En esta misma porción demográfica, no obstante, pueden terminar incómodamente agrupados su madre y su hermana como Erdosain y Barsut, con todo lo perverso que dicho recorte implica. Ya lo dijo un rusito avispado: las amistades perfectas se parecen, pero las imperfectas (que, por alguna razón, son mayoría, si no todas) son todas diferentes entre sí.

Acá definimos la imperfección.
La amistad perfecta es la que involucra amor: la vinculación desinteresada por el otro.
Suena hermoso decirlo así, en términos platónicos; probablemente dé al lector ganas de componer una balada al estilo Axel.
Si esta entrada fuera un elogio al amor, ya la habría terminado hace rato. Todavía me falta entender a los innumerables casos imperfectos, cada uno con una impronta.

Me cuesta creer que todos entendemos lo mismo por "amigo". Como si la agrupación humana (digamos, extra-sexual o para-sexual) fuera algo instintivo.
Que a esta altura del partido me vengan a hablar de instinto, es algo que me pone los pelos de punta. Hay un trasfondo natural en todo lo que hacemos, hay uno emocional y también hay uno racional; si el emocional difiere de persona a persona, el racional ni te cuento. El prójimo y yo, en gran medida, somos carne incomparable. Sutilmente o no, no podemos dejar de ser distintos.
Me cuesta creer que, en esta ensalada, el prójimo y yo entendemos lo mismo por "amistad".

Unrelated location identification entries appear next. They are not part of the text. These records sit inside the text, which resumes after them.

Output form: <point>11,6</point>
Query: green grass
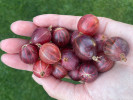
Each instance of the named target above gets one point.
<point>18,85</point>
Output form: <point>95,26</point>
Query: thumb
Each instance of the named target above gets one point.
<point>56,88</point>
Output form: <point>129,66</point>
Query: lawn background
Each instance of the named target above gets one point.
<point>18,85</point>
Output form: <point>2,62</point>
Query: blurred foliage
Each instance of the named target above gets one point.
<point>18,85</point>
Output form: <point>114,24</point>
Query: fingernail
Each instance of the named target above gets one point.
<point>38,80</point>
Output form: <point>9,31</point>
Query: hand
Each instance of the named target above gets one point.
<point>116,84</point>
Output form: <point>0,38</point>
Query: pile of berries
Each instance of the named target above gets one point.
<point>80,54</point>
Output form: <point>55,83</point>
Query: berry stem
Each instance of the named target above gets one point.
<point>123,58</point>
<point>39,45</point>
<point>50,28</point>
<point>96,58</point>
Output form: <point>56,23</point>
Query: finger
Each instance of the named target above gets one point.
<point>67,21</point>
<point>24,28</point>
<point>14,61</point>
<point>62,90</point>
<point>12,45</point>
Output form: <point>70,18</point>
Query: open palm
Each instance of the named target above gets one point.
<point>116,84</point>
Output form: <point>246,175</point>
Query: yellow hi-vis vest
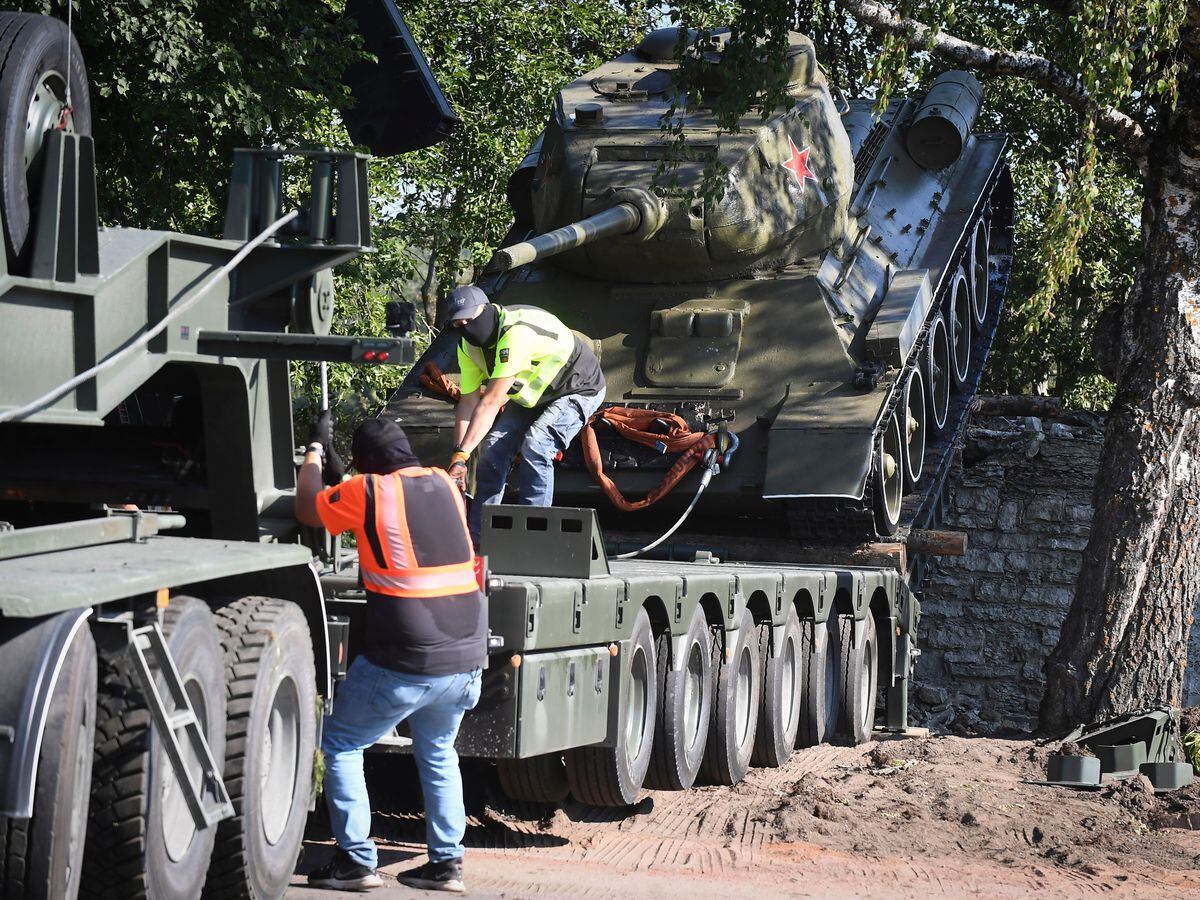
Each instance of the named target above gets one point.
<point>534,347</point>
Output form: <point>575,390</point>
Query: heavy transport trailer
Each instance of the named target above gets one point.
<point>162,693</point>
<point>607,677</point>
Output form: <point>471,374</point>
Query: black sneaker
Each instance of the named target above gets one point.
<point>343,874</point>
<point>436,876</point>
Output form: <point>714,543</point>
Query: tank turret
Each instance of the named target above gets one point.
<point>832,309</point>
<point>789,177</point>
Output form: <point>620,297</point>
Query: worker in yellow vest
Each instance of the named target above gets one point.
<point>547,381</point>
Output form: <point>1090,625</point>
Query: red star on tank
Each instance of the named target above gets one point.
<point>798,163</point>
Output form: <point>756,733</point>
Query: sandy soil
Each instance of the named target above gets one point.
<point>942,816</point>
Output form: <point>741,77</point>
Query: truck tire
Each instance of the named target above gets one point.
<point>33,84</point>
<point>142,841</point>
<point>779,715</point>
<point>858,669</point>
<point>736,711</point>
<point>684,708</point>
<point>819,669</point>
<point>270,741</point>
<point>537,779</point>
<point>41,858</point>
<point>613,775</point>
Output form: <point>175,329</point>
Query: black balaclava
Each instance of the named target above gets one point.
<point>484,329</point>
<point>381,447</point>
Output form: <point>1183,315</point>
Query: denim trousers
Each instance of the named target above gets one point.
<point>539,435</point>
<point>370,703</point>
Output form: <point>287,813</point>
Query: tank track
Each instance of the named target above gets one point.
<point>841,520</point>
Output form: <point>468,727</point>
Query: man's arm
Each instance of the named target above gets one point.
<point>483,417</point>
<point>309,485</point>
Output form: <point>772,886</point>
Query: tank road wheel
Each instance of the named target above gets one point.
<point>959,309</point>
<point>41,858</point>
<point>684,708</point>
<point>819,683</point>
<point>142,841</point>
<point>979,275</point>
<point>270,738</point>
<point>887,477</point>
<point>779,715</point>
<point>736,712</point>
<point>858,669</point>
<point>537,779</point>
<point>613,775</point>
<point>937,371</point>
<point>912,429</point>
<point>33,99</point>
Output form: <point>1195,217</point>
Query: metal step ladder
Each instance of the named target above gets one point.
<point>208,801</point>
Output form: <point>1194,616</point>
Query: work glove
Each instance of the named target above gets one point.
<point>322,431</point>
<point>334,469</point>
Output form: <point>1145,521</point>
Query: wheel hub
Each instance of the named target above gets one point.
<point>46,108</point>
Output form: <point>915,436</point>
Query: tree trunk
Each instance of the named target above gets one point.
<point>1123,643</point>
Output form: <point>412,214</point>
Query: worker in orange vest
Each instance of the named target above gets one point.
<point>426,642</point>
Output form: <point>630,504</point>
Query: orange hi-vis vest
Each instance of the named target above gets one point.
<point>411,528</point>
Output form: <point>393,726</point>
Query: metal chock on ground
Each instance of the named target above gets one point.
<point>181,717</point>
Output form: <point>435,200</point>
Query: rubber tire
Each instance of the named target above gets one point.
<point>779,714</point>
<point>126,856</point>
<point>29,46</point>
<point>856,720</point>
<point>537,779</point>
<point>814,713</point>
<point>726,760</point>
<point>673,762</point>
<point>36,858</point>
<point>265,641</point>
<point>605,775</point>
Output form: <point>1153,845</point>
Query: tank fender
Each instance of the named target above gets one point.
<point>31,655</point>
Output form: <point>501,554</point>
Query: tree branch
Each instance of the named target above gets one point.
<point>1018,64</point>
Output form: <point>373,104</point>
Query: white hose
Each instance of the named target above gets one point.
<point>153,333</point>
<point>703,483</point>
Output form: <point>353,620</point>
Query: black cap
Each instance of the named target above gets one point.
<point>461,303</point>
<point>381,447</point>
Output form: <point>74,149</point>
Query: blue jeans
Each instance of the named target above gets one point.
<point>539,433</point>
<point>370,703</point>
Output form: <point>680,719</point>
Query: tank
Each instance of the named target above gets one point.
<point>833,307</point>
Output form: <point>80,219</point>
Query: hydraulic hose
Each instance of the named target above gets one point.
<point>151,333</point>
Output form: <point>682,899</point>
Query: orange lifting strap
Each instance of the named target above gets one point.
<point>630,424</point>
<point>634,425</point>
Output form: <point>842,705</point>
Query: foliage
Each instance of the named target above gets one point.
<point>1192,749</point>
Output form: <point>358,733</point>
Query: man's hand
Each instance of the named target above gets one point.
<point>457,469</point>
<point>334,469</point>
<point>322,431</point>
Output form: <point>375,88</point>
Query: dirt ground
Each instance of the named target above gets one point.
<point>943,816</point>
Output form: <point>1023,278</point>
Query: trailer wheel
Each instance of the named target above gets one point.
<point>959,309</point>
<point>613,775</point>
<point>858,679</point>
<point>33,96</point>
<point>736,712</point>
<point>684,708</point>
<point>537,779</point>
<point>41,858</point>
<point>779,717</point>
<point>270,739</point>
<point>141,837</point>
<point>822,701</point>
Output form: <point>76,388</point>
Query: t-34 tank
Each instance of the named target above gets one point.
<point>833,309</point>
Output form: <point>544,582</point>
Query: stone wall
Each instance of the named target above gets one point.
<point>1023,491</point>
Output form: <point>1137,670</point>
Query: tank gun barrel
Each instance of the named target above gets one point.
<point>622,219</point>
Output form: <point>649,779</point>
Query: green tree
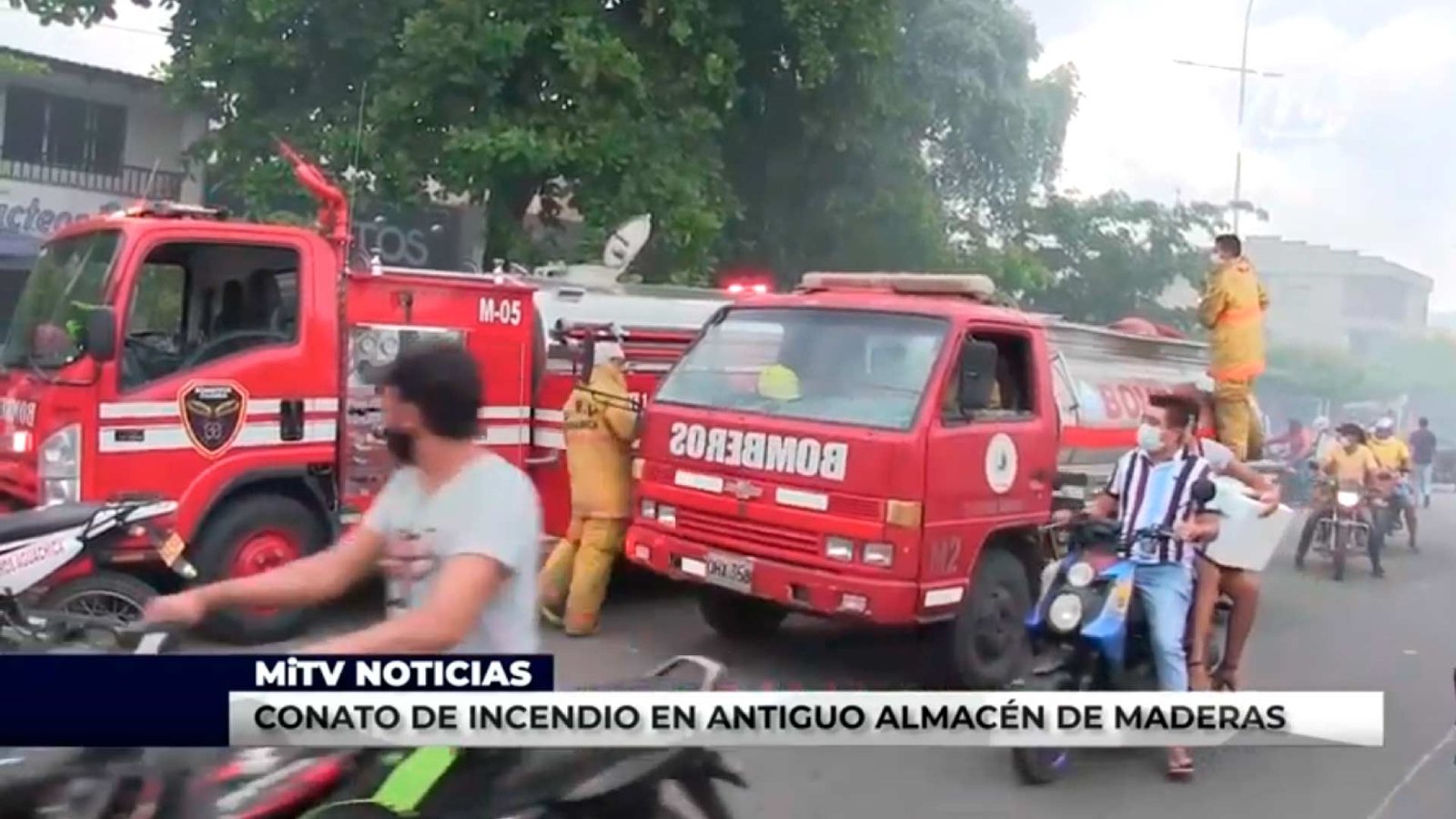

No tengo ninguna solución para darles, chicos.
Me encantaría, pero esta gotera recién arranca. Si esta certeza se quiebra, y en el medio queda un diamante; y puedo empezar a ver, bajo el prisma del diamante de la certeza que quebró, todas las acciones de los hombres para extraer una conclusión última, sería el tipo más lúcido del mundo.
Probablemente pase mucho tiempo y yo sea ya viejo y este blog no exista más, porque como dijo Nietzsche: "la profundidad de pensamiento pertenece a la juventud, y la claridad a la edad madura."

En el prisma mohoso de mi terquedad, vi a mucha gente gestionar sesudamente, bajo la etiqueta genérica de /amigos/, los beneficios más dispares:
billeteras humanas, cajas humanas de resonancia (que sólo respondan "sí, tenés razón"), bibliotecas y hemerotecas, bolsas de empleo, celestinas, carpintería artesanal, enciclopedias, bares, intercambios masturbatorios, paliativos para la soledad, taxistas sin tarifa.

Una vez más la suma de los casos concretos desafía descaradamente a la universalidad platónica, hermoso lugar donde existe la "amistad" tal como la entendemos todos en un éxtasis místico de amor al prójimo. Nos encanta vestirnos de toga y pronunciar palabras que mecen el alma como una cuna.
Pero muchas veces, salimos a la calle y el amor no tiene nada que ver con nuestras acciones.

Repito: no tengo solución.
Se me ocurren dos honestidades.
La primera es la del solitario.
La segunda es la del villano pragmático que reconoce la verdadera fuente de sus acciones; al fin, en una especie de conciencia conjunta, llegaremos a una sociedad no mejor, pero más sincera.